On entend beaucoup dire que la diversification des méthodes pédagogiques par les enseignants et formateurs est gage d’un meilleur apprentissage chez les étudiants. Dans plusieurs contextes, l’exposé magistral traditionnel ne convient plus et il faut ainsi tenter de trouver des manières d’enseigner plus efficaces et plus interactives. Il peut par contre être difficile pour un formateur ponctuel (ne rencontrant les étudiants qu’une fois durant le semestre), d’appliquer les innovations du monde de l’éducation.

Le principe de classe inversée n’existe que depuis le début des années 2000 (Lage, Platt & Teglia, 2000). Cette innovation pédagogique récente demande à l’étudiant d’introduire et de se former à certains concepts sur son temps personnel, avant le cours. Cela peut prendre différentes formes (vidéos, lectures, contenu audio) et ce contenu peut être écouté, regardé ou lu au moment opportun pour l’étudiant. L’objectif est de minimiser le temps où le professeur introduit un concept en classe pour ainsi permettre aux étudiants des moments plus « actifs » en classe où des expériences, des laboratoires, des discussions, et d’autres types d’activités peuvent avoir lieu (Milman, 2012). Dans la méthode traditionnelle, la période « active » (exercices, etc.) se fait en dehors des heures de cours, alors que la période « passive » se fait en classe avec le professeur. Or, on considère en classe inversée, que la présence du professeur est beaucoup plus pertinente lors de la phase « active » d’apprentissage. L’idée est donc d’inverser les deux phases, afin que l’étudiant puisse avoir accès au professeur (ou à ses camarades de classe) lors de sa phase active (exercices, etc.)

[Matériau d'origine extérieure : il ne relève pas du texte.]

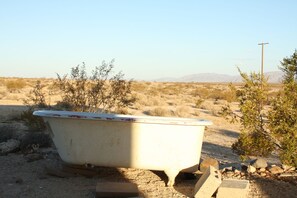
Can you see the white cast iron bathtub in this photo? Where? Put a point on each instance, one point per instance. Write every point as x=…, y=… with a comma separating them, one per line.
x=113, y=140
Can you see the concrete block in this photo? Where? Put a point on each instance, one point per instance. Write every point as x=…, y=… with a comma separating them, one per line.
x=208, y=183
x=115, y=189
x=233, y=188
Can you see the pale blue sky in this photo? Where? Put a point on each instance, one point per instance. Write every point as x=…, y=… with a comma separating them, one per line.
x=148, y=39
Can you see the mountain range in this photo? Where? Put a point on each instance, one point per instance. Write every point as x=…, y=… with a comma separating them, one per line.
x=273, y=77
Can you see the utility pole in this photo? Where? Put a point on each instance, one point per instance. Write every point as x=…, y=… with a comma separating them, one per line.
x=262, y=60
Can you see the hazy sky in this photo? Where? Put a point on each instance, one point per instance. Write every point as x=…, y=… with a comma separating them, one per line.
x=148, y=39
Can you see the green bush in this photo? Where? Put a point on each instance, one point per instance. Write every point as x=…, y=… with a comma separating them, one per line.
x=275, y=129
x=96, y=93
x=35, y=100
x=254, y=138
x=283, y=115
x=15, y=85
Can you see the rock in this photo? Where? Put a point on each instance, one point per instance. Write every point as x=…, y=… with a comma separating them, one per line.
x=19, y=180
x=263, y=174
x=259, y=163
x=288, y=168
x=207, y=163
x=251, y=169
x=9, y=146
x=33, y=157
x=276, y=170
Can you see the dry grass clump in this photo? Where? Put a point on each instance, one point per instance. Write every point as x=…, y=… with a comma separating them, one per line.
x=159, y=111
x=182, y=111
x=15, y=85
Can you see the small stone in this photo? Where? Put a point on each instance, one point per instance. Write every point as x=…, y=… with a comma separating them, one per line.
x=19, y=180
x=205, y=164
x=288, y=168
x=236, y=171
x=9, y=146
x=259, y=163
x=276, y=170
x=263, y=174
x=244, y=167
x=33, y=157
x=251, y=169
x=229, y=174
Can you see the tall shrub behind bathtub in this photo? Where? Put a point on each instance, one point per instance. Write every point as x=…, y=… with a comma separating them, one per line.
x=95, y=93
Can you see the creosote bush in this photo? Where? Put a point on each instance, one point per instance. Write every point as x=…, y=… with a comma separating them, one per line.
x=274, y=129
x=15, y=85
x=96, y=93
x=35, y=100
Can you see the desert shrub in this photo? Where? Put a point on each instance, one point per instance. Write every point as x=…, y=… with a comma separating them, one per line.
x=182, y=111
x=283, y=115
x=198, y=103
x=201, y=92
x=274, y=129
x=35, y=100
x=98, y=92
x=159, y=111
x=254, y=138
x=15, y=85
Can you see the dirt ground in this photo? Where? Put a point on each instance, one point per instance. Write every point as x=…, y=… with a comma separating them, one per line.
x=22, y=178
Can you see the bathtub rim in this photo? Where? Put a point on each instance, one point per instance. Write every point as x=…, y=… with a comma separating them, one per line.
x=122, y=118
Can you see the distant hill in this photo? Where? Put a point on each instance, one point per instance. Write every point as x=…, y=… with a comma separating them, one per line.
x=273, y=77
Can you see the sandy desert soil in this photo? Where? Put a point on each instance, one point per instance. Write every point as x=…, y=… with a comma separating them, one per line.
x=22, y=178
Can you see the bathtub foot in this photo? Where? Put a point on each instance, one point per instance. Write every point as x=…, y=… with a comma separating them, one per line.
x=171, y=174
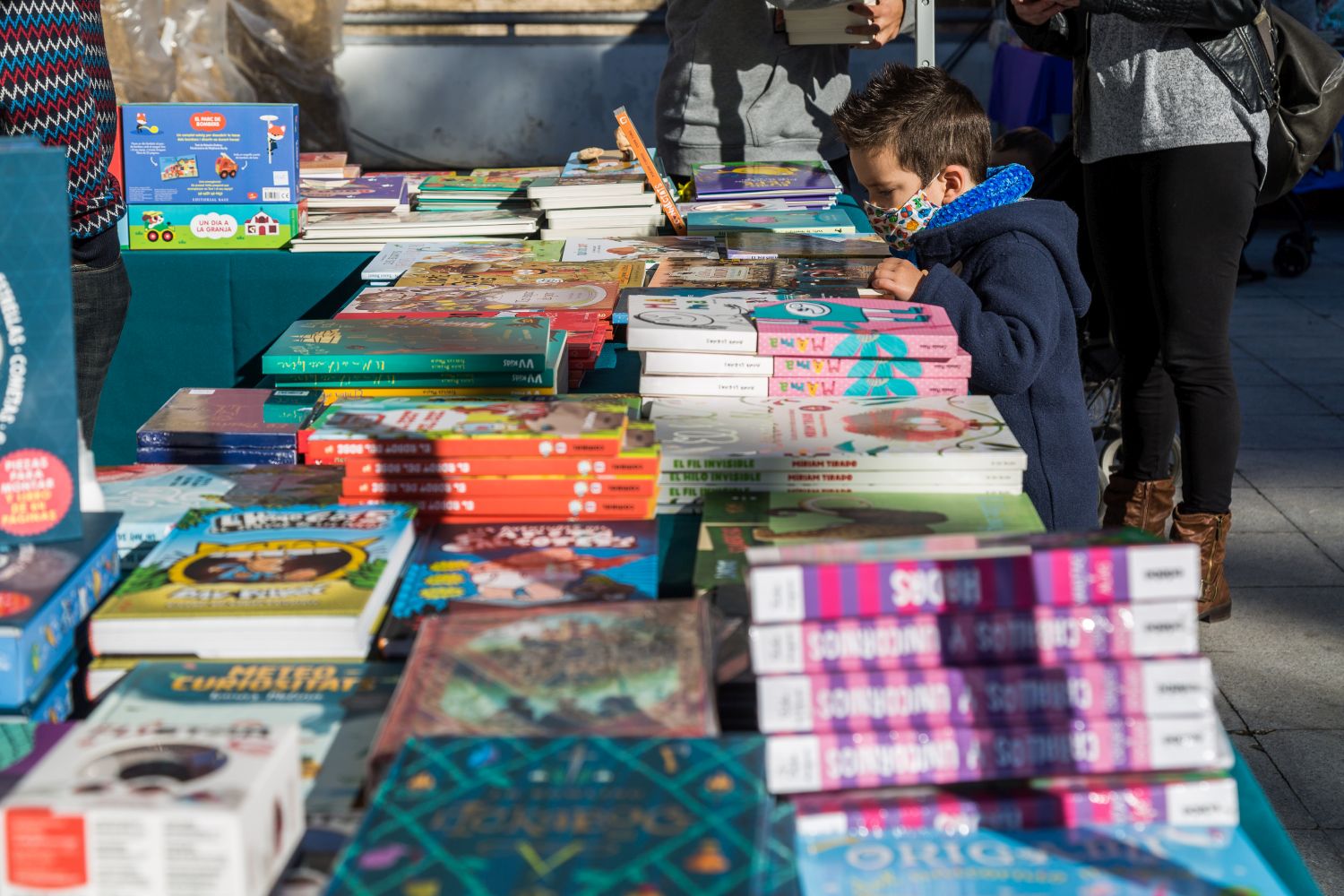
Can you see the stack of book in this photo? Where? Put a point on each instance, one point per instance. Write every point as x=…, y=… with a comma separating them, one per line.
x=217, y=426
x=930, y=445
x=494, y=461
x=419, y=357
x=46, y=594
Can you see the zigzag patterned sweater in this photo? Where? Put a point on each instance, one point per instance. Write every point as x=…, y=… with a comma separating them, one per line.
x=56, y=83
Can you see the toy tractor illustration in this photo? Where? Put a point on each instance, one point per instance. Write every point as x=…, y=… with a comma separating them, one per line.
x=226, y=167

Pour les bibliothécaires et techniciens formateurs, il peut être plus ardu d’utiliser la classe inversée puisqu’il faut avoir une bonne communication avec le professeur si on veut qu’il impose à ses étudiants de faire du travail en amont, soit à la maison ou avant la formation documentaire. De plus, cette documentation demande un certain temps de préparation, surtout lorsque l’on a à couvrir plusieurs sujets à la demande des professeurs. En quoi la classe inversée pourrait donc être une méthode pédagogique efficace pour l’atteinte des objectifs d’apprentissage par les étudiants?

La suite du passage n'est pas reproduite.